Review: GODSEND

An archive review from The Gingold Files.

By Michael Gingold · May 1, 2019, 12:55 AM EDT
Godsend

Editor's Note: This was originally published for FANGORIA on April 30, 2004, and we're proud to share it as part of The Gingold Files.


Godsend begins with one of the more awkward attempts at character-establishing in recent cinematic memory. Heading home for his young son’s birthday party, Paul Duncan (Greg Kinnear) is accosted by a couple of muggers in a dark alley. Things are looking bad for our guy, until one of the thugs recognizes Paul as his former elementary-school teacher and (never apparently considering that Paul might recognize him) tells his cohort to let Paul go, leaving him with praise as “the best teacher I ever had.” Surely there was a less clumsy way, in a seriously intended movie, to establish Paul’s qualities as an instructor and spice up the opening reel with a bit of tension.

But then, a good deal of Godsend is about that heavy-handed, submerging potentially provocative genre material into a film that becomes increasingly obvious as it goes on. It’s a shame, too, because director Nick Hamm did a tense, stylish job on his previous psychothriller The Hole (and American audiences might actually see it one day, too, if Dimension ever lets the movie off its shelf), and both the setup and the twist of Mark Bomback’s script pack some potential. Not long after said birthday, little Adam Duncan (Cameron Bright) is killed in a car accident, and Paul and his wife Jessie (Rebecca Romijn-no-longer-Stamos) are plunged into despair. Along comes Dr. Richard Wells (Robert De Niro), head of the Godsend Project, who has been tinkering with cloning and offers the Duncans the chance to have Adam reborn, exactly as he was. (This involves the couple moving to a new area and completely severing ties with everyone they know, suggesting that collusion with Eternal Sunshine of the Spotless Mind’s memory-erasing Lacuna Inc. could be beneficial to the Godsend folks.)

In any case, the procedure is a glowing success for a full eight years, until Adam reaches the exact age at which he died. At that point, the boy begins experiencing nightmares, Hamm drags out the whole bag of over-familiar flash-cut/loud-noise tricks and the movie slowly begins to go down the tubes. Any ethical debate about cloning is left in the dust as the key questions become: Why is Adam acting increasingly weird and hostile? What might have been involved in his replication process that Dr. Wells isn’t telling the Duncans? Why would a woman who might know some of these secrets, and has been sitting on them for years, suddenly spill her guts to a total stranger? And shouldn’t a movie with this cast and serious subject matter be above a cheap shock cut of that woman suddenly appearing at a car window?
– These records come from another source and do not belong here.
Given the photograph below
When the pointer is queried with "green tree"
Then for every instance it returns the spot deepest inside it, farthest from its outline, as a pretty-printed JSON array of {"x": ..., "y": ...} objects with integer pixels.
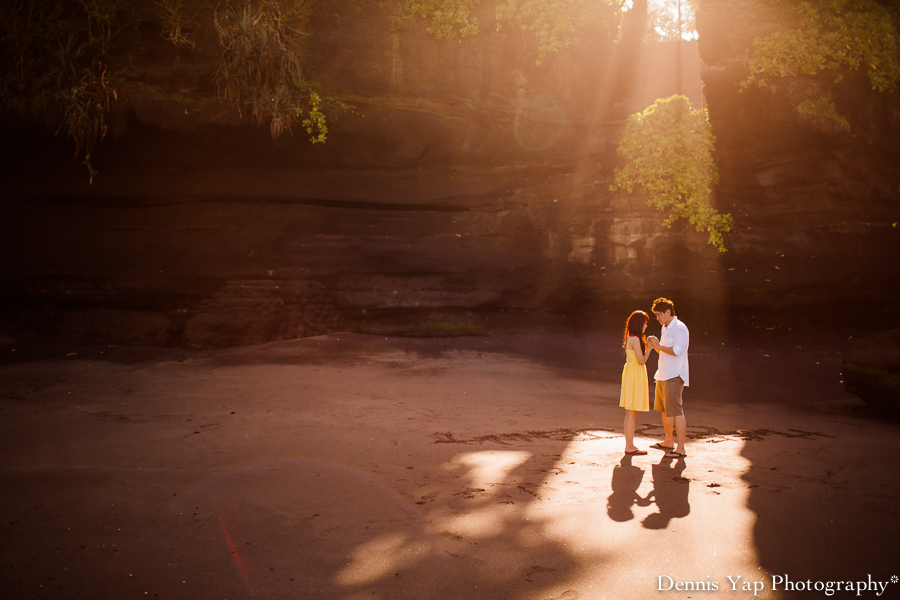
[
  {"x": 261, "y": 71},
  {"x": 555, "y": 23},
  {"x": 668, "y": 150},
  {"x": 831, "y": 36},
  {"x": 450, "y": 19}
]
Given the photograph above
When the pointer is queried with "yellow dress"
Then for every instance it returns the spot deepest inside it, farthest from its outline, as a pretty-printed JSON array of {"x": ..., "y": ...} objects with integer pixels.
[{"x": 635, "y": 393}]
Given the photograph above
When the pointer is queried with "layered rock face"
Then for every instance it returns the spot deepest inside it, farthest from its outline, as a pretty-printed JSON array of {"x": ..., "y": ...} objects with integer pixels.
[{"x": 464, "y": 178}]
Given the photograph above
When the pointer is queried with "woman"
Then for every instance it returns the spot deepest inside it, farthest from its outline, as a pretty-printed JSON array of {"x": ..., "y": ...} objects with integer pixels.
[{"x": 635, "y": 394}]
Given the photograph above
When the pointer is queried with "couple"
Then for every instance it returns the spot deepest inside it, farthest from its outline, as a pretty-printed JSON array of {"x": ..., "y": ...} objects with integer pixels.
[{"x": 671, "y": 376}]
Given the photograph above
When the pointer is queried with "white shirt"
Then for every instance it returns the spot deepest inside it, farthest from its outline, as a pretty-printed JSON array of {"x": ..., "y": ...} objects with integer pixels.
[{"x": 675, "y": 336}]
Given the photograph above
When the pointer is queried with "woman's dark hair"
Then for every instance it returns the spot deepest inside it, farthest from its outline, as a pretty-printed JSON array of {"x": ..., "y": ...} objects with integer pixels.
[{"x": 634, "y": 326}]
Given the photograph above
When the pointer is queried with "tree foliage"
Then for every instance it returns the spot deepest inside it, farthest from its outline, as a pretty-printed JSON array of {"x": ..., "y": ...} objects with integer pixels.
[
  {"x": 833, "y": 36},
  {"x": 261, "y": 71},
  {"x": 450, "y": 19},
  {"x": 555, "y": 23},
  {"x": 673, "y": 20},
  {"x": 669, "y": 152}
]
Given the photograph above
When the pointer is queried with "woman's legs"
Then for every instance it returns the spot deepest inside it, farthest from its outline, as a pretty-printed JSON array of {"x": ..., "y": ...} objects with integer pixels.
[{"x": 630, "y": 422}]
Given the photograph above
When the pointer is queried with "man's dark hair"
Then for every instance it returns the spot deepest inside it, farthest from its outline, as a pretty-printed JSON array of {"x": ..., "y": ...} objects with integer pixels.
[{"x": 663, "y": 305}]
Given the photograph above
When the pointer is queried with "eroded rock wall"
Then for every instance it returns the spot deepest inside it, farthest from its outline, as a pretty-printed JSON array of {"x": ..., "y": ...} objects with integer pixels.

And one more question: Isn’t De Niro seriously overqualified for the stock mysterious medico role he plays here? That query seems to be answered by the actor himself, who walks through the part with a distinct lack of enthusiasm. Perhaps he was trying for underplayed menace, but if so, that approach exists at odds with the increasingly overwrought material. Yet when De Niro does finally cut loose during a confrontational scene toward the end, going over the top with the acting might not have been the best-advised choice, considering that the thunderous argument about playing God takes place in (of course) a church complete with a burning cross.

Kinnear and Romijn-Stamos are nothing if not earnest, and do what they can to impart a seriousness to the proceedings, while Bright has just the right look for the haunted Adam and the chops to make him believable. Technically the film can’t be faulted, with up-and-coming composer Brian (Bubba Ho-Tep) Tyler contributing evocative music, though whoever was responsible for a key misspelling in an onscreen newspaper headline should get their hand slapped. The problem with Godsend is an apparent overall uncertainty whether to make a dramatic thriller about the ramifications of tampering with science, or a garden-variety exploitation piece about a child who comes to find unsavory uses for blunt and sharp objects. Nowhere is this more evident than in the final scene, which kind of, but not really, resolves the story in a way that’s kind of, but not really, scary.